The content of this blog is my personal opinion only. Although I am an employee - currently of Nvidia, in the past of other companies such as Iagination Technologies, MIPS, Intellectual Ventures, Intel, AMD, Motorola, and Gould - I reveal this only so that the reader may account for any possible bias I may have towards my employer's products. The statements I make here in no way represent my employer's position, nor am I authorized to speak on behalf of my employer. In fact, this posting may not even represent my personal opinion, since occasionally I play devil's advocate.

See http://docs.google.com/View?id=dcxddbtr_23cg5thdfj for photo credits.

Saturday, September 02, 2006

Git, Renaming, etc

Git does not track file renames.

Linus's email, http://permalink.gmane.org/gmane.comp.version-control.git/217, is essentially correct, but shortsighted.

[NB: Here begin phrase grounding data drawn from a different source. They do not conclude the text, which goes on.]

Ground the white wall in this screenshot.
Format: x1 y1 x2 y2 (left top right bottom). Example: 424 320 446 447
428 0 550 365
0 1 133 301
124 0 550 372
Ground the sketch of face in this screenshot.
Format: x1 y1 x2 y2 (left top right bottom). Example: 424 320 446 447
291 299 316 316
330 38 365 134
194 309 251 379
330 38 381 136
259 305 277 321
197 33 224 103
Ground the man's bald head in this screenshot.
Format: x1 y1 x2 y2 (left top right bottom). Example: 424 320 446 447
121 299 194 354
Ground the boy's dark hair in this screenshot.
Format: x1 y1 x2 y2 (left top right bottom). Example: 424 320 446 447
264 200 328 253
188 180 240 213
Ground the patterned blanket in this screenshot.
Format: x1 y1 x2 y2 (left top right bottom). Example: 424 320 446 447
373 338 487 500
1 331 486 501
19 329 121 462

Linus argues that file renames are just a special case of moving content around. E.g. how does file rename tracking help you if you take a source file foo.h, move all of its content to bar.h, and then put #include "bar.h" inside foo.h? Linus argues that a content based tool that can detect this sort of movement, is more useful than tracking renames in Git.

Linus is right. But, Linus is shortsighted. Linus is considering only one usage model: that of a programmer studying code history. There is a human in the loop.

I want to use a version control system such as Git to perform such actions when a human is not in the loop.

E.g. I want to use Git, instead of RCS, as the version control system in twiki. Then, if a user requests http://mytwikisite.net/OldTopic, I can tell him or her that OldTopic has moved to NewTopic. To do this, the content tracking system must be able to make a single suggestion.

Of course, a content tracking system can make a single suggestion. But, it may get confused - e.g. two different wiki pages may start off from a common answer. Some human may have to decide who is the most logical primary choice. If that choice has been made, why not record it? Which amounts to recording the "primary" renaming.

Similarly, even a wiki may want to have a content tracking system that has a human in the loop. But it is nice to have a fully automated system with no human in the loop, that takes advantage of recorded rename tracking.

And, I hazard, even an SCM will need the fully automated version.


Rename tracking is a convenience.

Content tracking, with or without a human in the loop, is of additional value.